Mahumapelo faces graft probe
The noose is tightening around North West Premier Supra Mahumapelo as the security cluster steps in to investigate allegations of corruption and maladministration against him and members of his executive.
Although she did not name Mahumapelo, Minister in the Presidency Nkosazana Dlamini-Zuma said on Wednesday the security cluster would investigate allegations of corruption against “anyone and everyone” in North West.
It is understood that allegations of corruption and maladministration were a key part of the presentations made to the ANC by various structures of the ANC-led alliance calling on Mahumapelo to step down.
Mahumapelo has claimed that his initiative to root out historical corruption in the province has placed him in the firing line.
Calls for him to resign were prominent in violent protests, mainly in the provincial capital, Mahikeng, in the past month.
At the heart of these calls were allegations of corruption and state capture against him.

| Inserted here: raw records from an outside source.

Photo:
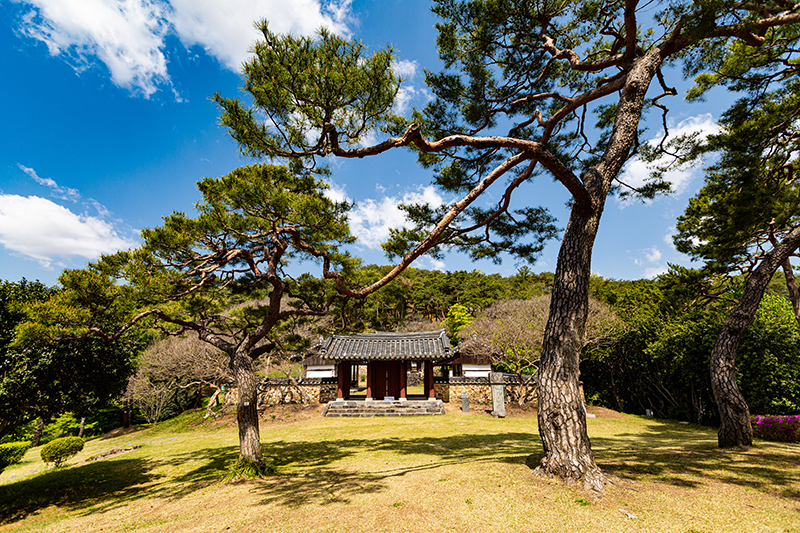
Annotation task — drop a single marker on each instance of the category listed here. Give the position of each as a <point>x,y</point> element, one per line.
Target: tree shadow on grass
<point>307,474</point>
<point>104,485</point>
<point>686,456</point>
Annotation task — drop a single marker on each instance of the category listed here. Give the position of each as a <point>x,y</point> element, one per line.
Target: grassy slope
<point>460,472</point>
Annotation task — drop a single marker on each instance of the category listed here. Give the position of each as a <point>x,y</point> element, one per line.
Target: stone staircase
<point>362,408</point>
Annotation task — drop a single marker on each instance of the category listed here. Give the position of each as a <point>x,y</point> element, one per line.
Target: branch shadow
<point>685,456</point>
<point>307,473</point>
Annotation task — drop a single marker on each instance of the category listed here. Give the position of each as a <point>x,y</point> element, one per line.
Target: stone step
<point>340,408</point>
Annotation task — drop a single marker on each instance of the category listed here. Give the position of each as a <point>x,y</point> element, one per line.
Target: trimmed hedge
<point>12,452</point>
<point>59,450</point>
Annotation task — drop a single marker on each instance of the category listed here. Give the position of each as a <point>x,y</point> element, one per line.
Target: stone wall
<point>276,391</point>
<point>449,389</point>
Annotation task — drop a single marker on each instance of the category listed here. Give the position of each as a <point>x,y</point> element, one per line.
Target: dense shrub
<point>778,428</point>
<point>59,450</point>
<point>12,452</point>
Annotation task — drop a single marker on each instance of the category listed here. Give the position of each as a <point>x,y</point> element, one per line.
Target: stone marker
<point>498,383</point>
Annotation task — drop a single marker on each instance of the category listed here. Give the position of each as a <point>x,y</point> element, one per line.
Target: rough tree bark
<point>562,416</point>
<point>791,286</point>
<point>247,409</point>
<point>735,429</point>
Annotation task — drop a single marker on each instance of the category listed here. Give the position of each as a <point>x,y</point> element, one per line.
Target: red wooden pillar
<point>343,391</point>
<point>403,379</point>
<point>429,380</point>
<point>370,377</point>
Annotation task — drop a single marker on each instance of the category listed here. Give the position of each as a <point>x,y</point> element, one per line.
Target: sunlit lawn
<point>458,472</point>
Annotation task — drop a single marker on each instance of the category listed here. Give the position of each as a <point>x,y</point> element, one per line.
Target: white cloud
<point>335,192</point>
<point>651,262</point>
<point>63,193</point>
<point>405,68</point>
<point>653,254</point>
<point>371,219</point>
<point>636,171</point>
<point>128,36</point>
<point>45,231</point>
<point>655,271</point>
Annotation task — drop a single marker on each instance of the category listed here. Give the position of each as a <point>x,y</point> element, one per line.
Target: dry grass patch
<point>458,472</point>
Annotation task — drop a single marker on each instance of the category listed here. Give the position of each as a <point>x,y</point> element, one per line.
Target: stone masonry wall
<point>479,389</point>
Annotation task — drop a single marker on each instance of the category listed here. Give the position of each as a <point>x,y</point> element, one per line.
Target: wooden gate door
<point>385,379</point>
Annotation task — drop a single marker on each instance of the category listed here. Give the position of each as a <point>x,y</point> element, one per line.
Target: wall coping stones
<point>340,408</point>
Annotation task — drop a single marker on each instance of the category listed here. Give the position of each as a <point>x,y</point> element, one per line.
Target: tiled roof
<point>428,345</point>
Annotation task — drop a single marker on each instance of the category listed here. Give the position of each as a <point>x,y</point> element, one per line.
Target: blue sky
<point>107,126</point>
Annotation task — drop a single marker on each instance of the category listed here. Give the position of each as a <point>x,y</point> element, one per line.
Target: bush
<point>778,428</point>
<point>59,450</point>
<point>12,452</point>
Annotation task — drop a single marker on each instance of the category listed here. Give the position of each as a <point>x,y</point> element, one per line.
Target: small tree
<point>250,225</point>
<point>520,81</point>
<point>180,364</point>
<point>59,451</point>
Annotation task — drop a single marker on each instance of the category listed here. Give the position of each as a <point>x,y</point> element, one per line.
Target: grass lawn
<point>464,472</point>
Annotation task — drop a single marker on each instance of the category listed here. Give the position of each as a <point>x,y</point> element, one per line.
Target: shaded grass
<point>460,472</point>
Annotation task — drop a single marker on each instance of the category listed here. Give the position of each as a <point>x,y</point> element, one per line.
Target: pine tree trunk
<point>37,433</point>
<point>562,416</point>
<point>791,286</point>
<point>127,407</point>
<point>734,427</point>
<point>214,400</point>
<point>247,409</point>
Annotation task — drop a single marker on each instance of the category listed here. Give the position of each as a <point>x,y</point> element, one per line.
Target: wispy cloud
<point>42,230</point>
<point>637,172</point>
<point>128,36</point>
<point>650,261</point>
<point>372,218</point>
<point>63,193</point>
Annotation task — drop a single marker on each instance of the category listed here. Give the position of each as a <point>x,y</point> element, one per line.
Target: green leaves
<point>751,195</point>
<point>309,95</point>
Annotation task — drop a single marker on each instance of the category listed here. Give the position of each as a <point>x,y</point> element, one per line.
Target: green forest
<point>650,350</point>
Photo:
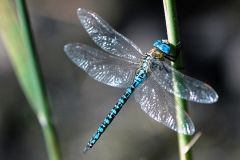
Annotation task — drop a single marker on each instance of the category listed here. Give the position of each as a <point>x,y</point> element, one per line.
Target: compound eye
<point>163,47</point>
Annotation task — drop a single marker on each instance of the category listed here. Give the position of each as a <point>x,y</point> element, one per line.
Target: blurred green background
<point>210,40</point>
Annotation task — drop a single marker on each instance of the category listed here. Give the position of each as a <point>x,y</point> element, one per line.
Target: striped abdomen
<point>140,77</point>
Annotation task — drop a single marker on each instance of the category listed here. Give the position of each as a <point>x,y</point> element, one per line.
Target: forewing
<point>105,68</point>
<point>106,37</point>
<point>159,105</point>
<point>188,88</point>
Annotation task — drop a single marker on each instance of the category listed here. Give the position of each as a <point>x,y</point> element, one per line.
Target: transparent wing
<point>103,67</point>
<point>106,37</point>
<point>159,105</point>
<point>189,88</point>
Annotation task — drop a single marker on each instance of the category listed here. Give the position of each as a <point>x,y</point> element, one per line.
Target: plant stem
<point>174,39</point>
<point>19,44</point>
<point>43,112</point>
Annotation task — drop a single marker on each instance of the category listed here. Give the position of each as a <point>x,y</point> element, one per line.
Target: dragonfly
<point>147,75</point>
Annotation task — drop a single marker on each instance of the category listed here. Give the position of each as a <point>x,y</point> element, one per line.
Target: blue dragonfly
<point>145,74</point>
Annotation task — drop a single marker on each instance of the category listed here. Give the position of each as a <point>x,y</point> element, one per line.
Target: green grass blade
<point>174,38</point>
<point>17,38</point>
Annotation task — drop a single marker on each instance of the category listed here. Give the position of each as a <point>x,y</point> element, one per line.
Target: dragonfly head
<point>156,54</point>
<point>163,46</point>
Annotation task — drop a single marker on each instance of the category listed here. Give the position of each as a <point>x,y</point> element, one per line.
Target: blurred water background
<point>210,38</point>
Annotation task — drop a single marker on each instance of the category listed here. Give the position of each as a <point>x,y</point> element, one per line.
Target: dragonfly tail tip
<point>86,149</point>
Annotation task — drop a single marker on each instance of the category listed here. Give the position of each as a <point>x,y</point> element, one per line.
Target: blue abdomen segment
<point>165,48</point>
<point>139,78</point>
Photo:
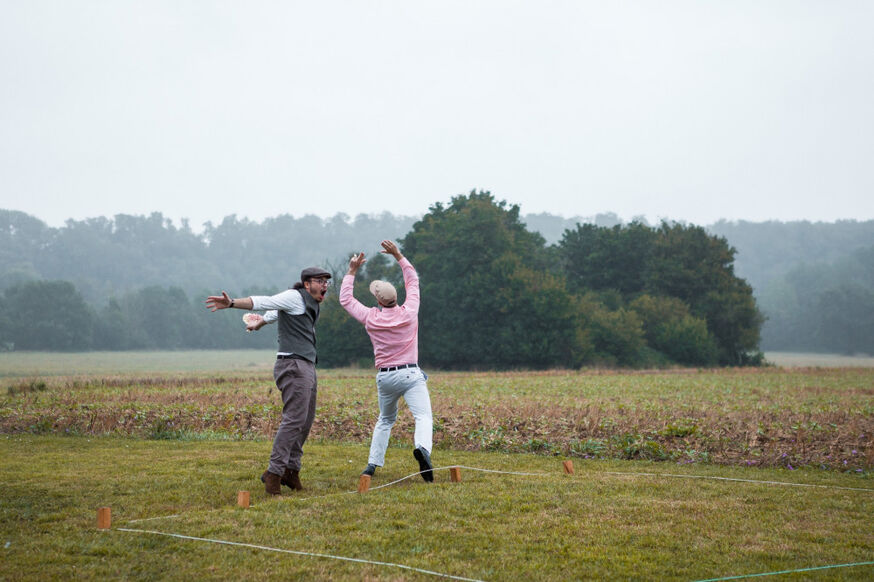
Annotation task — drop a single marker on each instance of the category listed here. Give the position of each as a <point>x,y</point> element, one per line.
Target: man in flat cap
<point>297,311</point>
<point>394,333</point>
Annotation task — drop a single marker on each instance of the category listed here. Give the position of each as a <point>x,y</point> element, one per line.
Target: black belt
<point>401,367</point>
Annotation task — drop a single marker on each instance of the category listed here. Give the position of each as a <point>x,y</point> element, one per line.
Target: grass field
<point>680,474</point>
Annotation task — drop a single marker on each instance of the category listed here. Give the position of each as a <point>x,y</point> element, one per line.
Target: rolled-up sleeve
<point>289,301</point>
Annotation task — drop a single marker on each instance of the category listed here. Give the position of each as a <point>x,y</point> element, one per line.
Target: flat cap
<point>313,273</point>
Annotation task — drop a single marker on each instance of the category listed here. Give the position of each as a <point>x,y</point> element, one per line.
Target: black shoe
<point>424,464</point>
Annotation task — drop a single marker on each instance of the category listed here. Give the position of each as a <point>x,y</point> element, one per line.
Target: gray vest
<point>297,333</point>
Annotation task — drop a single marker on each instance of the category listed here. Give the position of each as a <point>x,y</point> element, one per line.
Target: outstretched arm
<point>355,263</point>
<point>355,308</point>
<point>223,301</point>
<point>390,248</point>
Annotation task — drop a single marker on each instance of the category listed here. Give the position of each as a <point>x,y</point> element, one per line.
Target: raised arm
<point>355,308</point>
<point>411,278</point>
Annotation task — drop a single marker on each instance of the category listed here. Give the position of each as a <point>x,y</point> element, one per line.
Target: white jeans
<point>411,384</point>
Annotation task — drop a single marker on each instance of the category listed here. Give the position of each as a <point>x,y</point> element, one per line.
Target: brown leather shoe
<point>291,478</point>
<point>271,483</point>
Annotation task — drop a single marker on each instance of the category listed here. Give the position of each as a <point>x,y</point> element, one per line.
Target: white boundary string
<point>785,483</point>
<point>624,473</point>
<point>299,553</point>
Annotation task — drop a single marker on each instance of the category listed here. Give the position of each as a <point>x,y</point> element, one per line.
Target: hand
<point>355,263</point>
<point>390,248</point>
<point>253,321</point>
<point>216,302</point>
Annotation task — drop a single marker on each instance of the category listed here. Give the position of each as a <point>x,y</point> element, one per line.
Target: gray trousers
<point>296,380</point>
<point>411,383</point>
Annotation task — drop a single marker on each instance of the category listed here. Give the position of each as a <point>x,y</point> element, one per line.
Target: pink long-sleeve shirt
<point>393,331</point>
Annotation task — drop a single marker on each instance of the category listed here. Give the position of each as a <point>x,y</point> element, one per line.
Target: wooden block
<point>104,518</point>
<point>364,484</point>
<point>243,498</point>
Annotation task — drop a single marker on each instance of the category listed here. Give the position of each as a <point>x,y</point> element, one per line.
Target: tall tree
<point>46,315</point>
<point>488,298</point>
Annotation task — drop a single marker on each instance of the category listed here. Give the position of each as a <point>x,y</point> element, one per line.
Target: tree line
<point>495,294</point>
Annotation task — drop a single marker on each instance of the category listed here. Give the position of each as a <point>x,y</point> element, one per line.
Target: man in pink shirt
<point>394,333</point>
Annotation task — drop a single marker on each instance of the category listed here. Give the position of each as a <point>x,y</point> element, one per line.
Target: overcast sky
<point>691,111</point>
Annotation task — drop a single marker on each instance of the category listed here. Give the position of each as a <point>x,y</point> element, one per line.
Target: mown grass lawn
<point>680,474</point>
<point>608,521</point>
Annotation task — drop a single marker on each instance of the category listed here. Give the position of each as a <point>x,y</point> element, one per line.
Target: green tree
<point>672,330</point>
<point>46,316</point>
<point>488,297</point>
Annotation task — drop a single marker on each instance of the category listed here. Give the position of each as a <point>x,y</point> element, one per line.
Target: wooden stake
<point>364,484</point>
<point>243,499</point>
<point>104,518</point>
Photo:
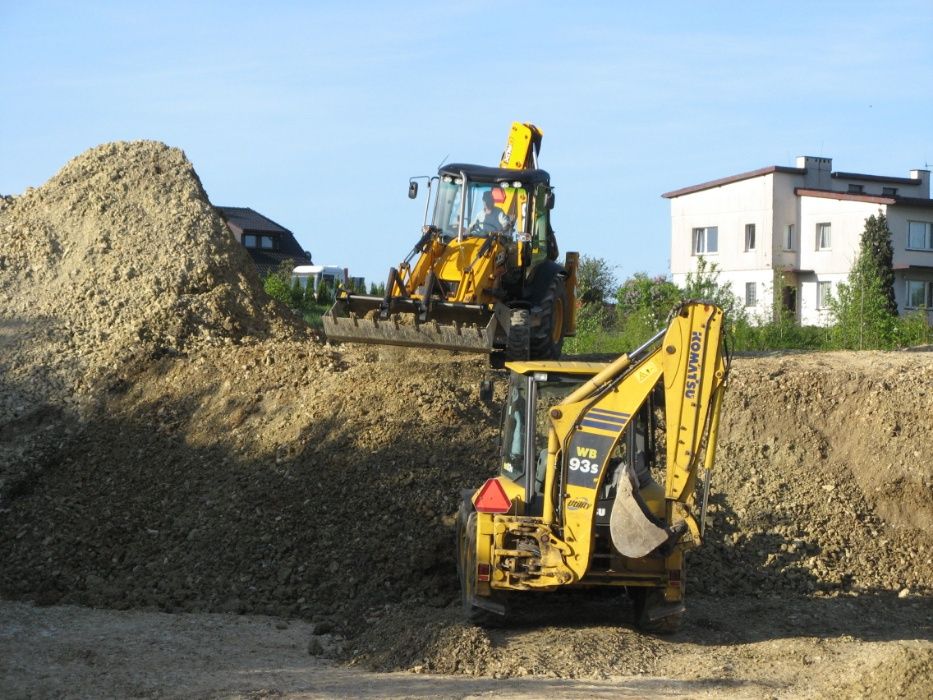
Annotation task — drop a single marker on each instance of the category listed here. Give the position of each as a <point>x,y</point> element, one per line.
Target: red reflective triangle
<point>492,498</point>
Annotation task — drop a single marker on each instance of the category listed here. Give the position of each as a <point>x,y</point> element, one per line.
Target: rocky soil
<point>170,439</point>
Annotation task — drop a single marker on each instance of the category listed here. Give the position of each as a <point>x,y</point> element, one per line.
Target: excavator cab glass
<point>490,207</point>
<point>515,430</point>
<point>526,424</point>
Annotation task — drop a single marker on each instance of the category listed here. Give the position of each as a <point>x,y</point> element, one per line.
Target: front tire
<point>646,602</point>
<point>518,343</point>
<point>547,342</point>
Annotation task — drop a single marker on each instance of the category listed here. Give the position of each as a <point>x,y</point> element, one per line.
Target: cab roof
<point>583,369</point>
<point>480,173</point>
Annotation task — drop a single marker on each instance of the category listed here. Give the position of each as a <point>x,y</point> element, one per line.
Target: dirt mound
<point>118,259</point>
<point>171,441</point>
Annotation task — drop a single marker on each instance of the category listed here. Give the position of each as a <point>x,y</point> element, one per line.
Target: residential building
<point>267,243</point>
<point>791,234</point>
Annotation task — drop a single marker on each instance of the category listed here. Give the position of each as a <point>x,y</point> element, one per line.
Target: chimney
<point>924,177</point>
<point>818,171</point>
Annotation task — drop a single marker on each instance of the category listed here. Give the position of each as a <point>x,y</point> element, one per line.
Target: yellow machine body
<point>481,282</point>
<point>557,531</point>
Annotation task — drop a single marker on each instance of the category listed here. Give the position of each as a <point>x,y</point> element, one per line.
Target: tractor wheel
<point>646,601</point>
<point>518,343</point>
<point>548,338</point>
<point>466,567</point>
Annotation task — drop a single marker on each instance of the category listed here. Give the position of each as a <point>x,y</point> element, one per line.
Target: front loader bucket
<point>408,322</point>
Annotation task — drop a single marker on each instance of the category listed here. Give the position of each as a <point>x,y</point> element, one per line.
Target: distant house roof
<point>245,221</point>
<point>733,178</point>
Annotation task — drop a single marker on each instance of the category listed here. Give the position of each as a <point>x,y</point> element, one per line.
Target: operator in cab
<point>491,219</point>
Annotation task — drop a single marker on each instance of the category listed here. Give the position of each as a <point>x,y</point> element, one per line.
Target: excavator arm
<point>586,427</point>
<point>556,545</point>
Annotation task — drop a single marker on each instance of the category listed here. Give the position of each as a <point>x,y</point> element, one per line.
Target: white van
<point>316,275</point>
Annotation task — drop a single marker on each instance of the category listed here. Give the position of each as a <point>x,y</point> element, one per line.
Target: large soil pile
<point>169,439</point>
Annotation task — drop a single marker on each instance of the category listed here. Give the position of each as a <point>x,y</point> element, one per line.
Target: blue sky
<point>316,113</point>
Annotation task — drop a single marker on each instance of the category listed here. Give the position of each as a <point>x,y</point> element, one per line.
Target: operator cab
<point>531,395</point>
<point>473,200</point>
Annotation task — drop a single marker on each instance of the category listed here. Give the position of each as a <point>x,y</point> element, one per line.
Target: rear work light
<point>492,498</point>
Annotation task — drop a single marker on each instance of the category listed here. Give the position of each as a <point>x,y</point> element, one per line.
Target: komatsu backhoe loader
<point>598,484</point>
<point>484,275</point>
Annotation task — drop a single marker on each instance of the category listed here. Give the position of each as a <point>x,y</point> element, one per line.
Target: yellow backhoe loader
<point>484,275</point>
<point>598,484</point>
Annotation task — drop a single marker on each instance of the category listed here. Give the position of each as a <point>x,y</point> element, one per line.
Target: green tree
<point>642,306</point>
<point>876,256</point>
<point>596,280</point>
<point>704,284</point>
<point>863,309</point>
<point>277,283</point>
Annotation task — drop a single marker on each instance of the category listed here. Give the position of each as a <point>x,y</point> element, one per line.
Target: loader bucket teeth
<point>633,531</point>
<point>465,328</point>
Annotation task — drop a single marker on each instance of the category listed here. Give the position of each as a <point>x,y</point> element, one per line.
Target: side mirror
<point>485,391</point>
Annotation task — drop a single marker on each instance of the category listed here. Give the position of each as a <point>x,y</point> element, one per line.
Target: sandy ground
<point>72,652</point>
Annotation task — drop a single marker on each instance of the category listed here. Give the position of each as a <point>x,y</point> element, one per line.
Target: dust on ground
<point>172,440</point>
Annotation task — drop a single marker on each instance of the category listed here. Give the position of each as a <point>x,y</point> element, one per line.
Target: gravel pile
<point>117,260</point>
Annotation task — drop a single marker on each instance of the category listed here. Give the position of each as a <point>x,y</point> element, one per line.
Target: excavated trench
<point>170,439</point>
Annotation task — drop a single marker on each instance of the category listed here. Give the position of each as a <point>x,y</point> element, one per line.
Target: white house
<point>795,232</point>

On Wednesday, the National Education, Health and Allied Workers Union (Nehawu) took to the streets over the state of the health sector in the province and handed a list of demands to the provincial government.
Nehawu, a Cosatu affiliate, has been at the coalface of the fight against Mahumapelo.
Dlamini-Zuma addressed journalists on Wednesday afternoon about the national government takeover of the North West. She said charges would be brought against any individual who had a case to answer.
The security cluster was poised to investigate “anything and everything” brought to them, she said.
Dlamini-Zuma would not comment on Mahumapelo’s support of her in the ANC’s succession race culminating in its Nasrec conference, saying the matter at hand was a “government” one.
Mahumapelo, with former Free State premier Ace Magashule and their Mpumalanga counterpart, David Mabuza, were part of the so-called premier league, the key backers of Dlamini-Zuma’s failed attempt to succeed Jacob Zuma as the ANC president.
She said the government was “worried and concerned” about the situation in the province, hence the cabinet decision to invoke section 100 of the Constitution to allow for intervention in the province.
Ministers were still assessing the situation in each of their equivalent portfolios in the province before making a decision on placing departments under total or partial control of the national government, Dlamini-Zuma said.
Total control will mean the provincial executives will be sidelined and national bureaucrats and ministers will run the departments.
Dlamini-Zuma said that once the assessment had been done, the government will put in place plans to fix the problems in the province.